Why is this way of deriving surface area of sphere wrong when a similar method can be used to derive volume?

Question

Suppose a sphere with radius R is centered at the origin, whose cross section is as follows (R is the constant radius while r is variable): then its volume can be easily calculated:

$V=\int_{-R}^{R}\pi r^2 dy = \int_{-R}^{R}\pi (R^2-y^2) dy = \cfrac{4 \pi R^3} {3}$

This can be intuitively understood as summing up thin cylinders with base radius $r$ and height $dy$. However, if I try to do find the surface area by doing something similar: sum up rings with radius $r$ and thickness $dy$, I end up with

$A=\int_{-R}^{R} 2 \pi r dy=\int_{-R}^{R} 2 \pi \sqrt{R^2-y^2} dy = \pi^2 R^2$

which is completely wrong. Why is that the same approach works for deriving the volume formula while results in a wrong answer for surface area?

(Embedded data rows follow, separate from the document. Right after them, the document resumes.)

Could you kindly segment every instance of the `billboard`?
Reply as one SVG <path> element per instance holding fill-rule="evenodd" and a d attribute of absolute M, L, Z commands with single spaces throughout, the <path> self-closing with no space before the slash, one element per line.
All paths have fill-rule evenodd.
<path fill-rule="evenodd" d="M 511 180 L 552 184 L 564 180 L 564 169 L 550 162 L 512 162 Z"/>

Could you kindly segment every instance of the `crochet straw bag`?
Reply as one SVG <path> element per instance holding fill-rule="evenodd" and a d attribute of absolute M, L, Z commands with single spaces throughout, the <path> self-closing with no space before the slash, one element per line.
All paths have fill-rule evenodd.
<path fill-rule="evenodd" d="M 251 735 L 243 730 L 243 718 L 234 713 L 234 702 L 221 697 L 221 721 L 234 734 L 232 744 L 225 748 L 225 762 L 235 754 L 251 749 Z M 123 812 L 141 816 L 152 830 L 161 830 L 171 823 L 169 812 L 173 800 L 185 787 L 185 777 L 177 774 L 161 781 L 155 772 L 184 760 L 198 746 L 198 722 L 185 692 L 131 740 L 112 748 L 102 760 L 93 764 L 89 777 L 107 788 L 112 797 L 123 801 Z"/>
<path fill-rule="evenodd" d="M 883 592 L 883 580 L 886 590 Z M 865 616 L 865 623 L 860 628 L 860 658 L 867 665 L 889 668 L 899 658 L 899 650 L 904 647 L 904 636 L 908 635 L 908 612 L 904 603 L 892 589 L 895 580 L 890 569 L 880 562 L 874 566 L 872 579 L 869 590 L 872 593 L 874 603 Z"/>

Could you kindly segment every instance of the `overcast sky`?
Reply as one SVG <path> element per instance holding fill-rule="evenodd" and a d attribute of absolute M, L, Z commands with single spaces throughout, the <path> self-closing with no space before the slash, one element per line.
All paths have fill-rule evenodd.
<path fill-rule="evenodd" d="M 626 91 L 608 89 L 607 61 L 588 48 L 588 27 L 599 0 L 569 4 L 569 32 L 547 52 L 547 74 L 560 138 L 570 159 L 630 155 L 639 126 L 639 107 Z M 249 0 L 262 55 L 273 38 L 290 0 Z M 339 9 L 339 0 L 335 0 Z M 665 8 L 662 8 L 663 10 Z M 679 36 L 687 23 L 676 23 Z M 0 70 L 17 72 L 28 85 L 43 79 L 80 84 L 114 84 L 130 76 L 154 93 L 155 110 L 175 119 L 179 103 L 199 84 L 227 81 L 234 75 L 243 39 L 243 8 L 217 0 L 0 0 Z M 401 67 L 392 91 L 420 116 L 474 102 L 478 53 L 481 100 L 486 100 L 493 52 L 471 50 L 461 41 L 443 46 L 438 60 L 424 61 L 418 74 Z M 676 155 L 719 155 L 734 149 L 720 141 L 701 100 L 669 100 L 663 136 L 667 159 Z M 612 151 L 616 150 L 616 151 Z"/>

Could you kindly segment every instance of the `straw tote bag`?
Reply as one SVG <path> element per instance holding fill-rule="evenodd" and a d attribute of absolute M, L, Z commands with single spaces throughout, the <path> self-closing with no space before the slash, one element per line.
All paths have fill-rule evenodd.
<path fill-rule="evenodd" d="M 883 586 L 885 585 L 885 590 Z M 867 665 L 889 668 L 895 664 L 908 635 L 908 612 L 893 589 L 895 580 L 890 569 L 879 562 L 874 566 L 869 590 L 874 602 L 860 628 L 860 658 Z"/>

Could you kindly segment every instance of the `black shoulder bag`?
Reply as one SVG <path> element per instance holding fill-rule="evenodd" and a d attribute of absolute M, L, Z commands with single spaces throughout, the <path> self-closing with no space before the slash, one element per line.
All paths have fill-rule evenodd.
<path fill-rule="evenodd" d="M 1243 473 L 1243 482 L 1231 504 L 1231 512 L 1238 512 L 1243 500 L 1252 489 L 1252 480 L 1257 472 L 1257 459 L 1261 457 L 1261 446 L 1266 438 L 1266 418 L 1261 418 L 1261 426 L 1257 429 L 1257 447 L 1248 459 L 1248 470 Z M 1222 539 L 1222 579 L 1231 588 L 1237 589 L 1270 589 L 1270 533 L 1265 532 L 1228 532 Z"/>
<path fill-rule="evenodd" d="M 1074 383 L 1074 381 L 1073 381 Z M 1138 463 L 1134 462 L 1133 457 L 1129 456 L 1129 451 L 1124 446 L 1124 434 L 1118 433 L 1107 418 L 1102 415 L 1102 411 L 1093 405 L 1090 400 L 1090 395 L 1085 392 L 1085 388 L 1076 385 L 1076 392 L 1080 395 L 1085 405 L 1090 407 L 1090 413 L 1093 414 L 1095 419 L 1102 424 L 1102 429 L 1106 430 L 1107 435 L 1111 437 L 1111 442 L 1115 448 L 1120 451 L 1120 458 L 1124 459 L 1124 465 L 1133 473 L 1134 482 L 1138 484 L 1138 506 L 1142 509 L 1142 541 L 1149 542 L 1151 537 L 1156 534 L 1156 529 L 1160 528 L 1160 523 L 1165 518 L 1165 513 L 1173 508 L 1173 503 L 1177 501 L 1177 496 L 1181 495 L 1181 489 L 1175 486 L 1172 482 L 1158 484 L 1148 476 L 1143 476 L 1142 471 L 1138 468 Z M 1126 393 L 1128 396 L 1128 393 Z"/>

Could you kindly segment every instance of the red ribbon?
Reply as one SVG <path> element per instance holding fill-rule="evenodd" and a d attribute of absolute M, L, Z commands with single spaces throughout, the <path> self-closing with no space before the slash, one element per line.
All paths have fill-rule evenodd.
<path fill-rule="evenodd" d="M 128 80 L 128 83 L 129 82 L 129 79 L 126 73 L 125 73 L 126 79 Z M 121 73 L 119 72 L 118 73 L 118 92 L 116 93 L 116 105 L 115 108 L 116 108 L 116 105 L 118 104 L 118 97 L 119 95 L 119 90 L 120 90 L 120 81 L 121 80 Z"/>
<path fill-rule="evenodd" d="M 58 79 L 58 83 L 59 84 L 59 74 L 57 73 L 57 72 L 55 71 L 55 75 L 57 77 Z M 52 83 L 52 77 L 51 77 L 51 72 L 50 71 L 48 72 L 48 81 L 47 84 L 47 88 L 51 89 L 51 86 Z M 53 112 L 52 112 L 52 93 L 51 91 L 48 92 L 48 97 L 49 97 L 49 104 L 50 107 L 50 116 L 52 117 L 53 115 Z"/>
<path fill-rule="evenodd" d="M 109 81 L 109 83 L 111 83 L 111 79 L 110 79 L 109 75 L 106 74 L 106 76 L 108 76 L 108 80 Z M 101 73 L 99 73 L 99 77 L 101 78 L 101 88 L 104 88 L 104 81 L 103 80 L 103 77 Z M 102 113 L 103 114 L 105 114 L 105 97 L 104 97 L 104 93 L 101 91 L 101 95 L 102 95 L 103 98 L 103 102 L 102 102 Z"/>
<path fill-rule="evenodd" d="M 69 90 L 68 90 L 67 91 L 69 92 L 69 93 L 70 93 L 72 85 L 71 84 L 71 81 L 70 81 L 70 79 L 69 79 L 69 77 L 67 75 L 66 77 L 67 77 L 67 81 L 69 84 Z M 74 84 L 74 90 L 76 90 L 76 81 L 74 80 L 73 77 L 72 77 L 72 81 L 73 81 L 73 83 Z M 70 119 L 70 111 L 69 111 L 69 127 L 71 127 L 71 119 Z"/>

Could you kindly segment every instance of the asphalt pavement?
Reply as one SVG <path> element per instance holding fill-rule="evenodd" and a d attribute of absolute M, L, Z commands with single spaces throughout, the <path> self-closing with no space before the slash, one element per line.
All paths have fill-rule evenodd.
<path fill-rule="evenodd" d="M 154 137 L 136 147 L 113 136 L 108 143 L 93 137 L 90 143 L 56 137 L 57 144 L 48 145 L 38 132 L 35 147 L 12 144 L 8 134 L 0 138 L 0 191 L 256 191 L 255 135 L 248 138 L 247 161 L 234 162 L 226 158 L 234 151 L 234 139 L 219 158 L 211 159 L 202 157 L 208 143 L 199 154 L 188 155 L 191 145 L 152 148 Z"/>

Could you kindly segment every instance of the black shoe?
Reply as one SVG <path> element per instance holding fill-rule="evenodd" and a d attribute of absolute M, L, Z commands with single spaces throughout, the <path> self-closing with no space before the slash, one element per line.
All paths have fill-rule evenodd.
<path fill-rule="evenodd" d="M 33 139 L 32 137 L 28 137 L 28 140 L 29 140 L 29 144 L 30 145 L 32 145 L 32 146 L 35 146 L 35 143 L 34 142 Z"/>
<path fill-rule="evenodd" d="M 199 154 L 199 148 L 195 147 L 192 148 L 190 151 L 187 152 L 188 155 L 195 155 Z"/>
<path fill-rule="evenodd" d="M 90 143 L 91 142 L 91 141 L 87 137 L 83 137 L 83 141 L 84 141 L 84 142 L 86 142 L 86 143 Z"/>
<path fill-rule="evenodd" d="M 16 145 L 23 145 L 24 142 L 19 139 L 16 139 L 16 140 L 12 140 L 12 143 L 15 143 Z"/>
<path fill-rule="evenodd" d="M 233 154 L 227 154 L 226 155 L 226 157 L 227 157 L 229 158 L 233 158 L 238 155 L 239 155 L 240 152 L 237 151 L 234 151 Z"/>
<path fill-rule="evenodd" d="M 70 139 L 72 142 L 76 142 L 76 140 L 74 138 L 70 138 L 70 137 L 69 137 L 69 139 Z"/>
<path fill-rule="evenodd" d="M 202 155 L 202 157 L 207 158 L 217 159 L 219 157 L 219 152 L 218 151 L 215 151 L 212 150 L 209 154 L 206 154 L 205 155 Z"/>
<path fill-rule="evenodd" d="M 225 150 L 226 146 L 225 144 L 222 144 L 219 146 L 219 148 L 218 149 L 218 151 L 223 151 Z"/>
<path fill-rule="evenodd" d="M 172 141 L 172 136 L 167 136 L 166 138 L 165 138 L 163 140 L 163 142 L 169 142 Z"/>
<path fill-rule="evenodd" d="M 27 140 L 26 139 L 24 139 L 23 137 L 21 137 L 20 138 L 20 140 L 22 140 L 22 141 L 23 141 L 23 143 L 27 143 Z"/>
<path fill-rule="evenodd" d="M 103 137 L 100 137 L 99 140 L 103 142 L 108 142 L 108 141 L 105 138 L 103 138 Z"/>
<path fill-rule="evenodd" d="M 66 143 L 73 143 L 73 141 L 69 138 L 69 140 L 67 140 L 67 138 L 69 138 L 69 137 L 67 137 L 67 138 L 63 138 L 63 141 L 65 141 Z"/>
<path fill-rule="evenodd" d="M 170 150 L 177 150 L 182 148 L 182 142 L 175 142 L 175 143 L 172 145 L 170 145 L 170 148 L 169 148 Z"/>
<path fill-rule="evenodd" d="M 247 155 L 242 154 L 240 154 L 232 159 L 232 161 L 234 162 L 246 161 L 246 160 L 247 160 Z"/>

Can this approach be modified to make it work for surface area? Thanks!

Answer 1

For your surface area the thickness $dy$ or $dx$ does not count the slope of the surface.

You need to use $ds=\sqrt{1+(\frac {dy}{dx})^2}dx$

Answer 2

This is famous high school integral's fail example. Although you sum up $\int 2\pi r dy$, cone is expressed like same $\int2\pi r dy$, why so.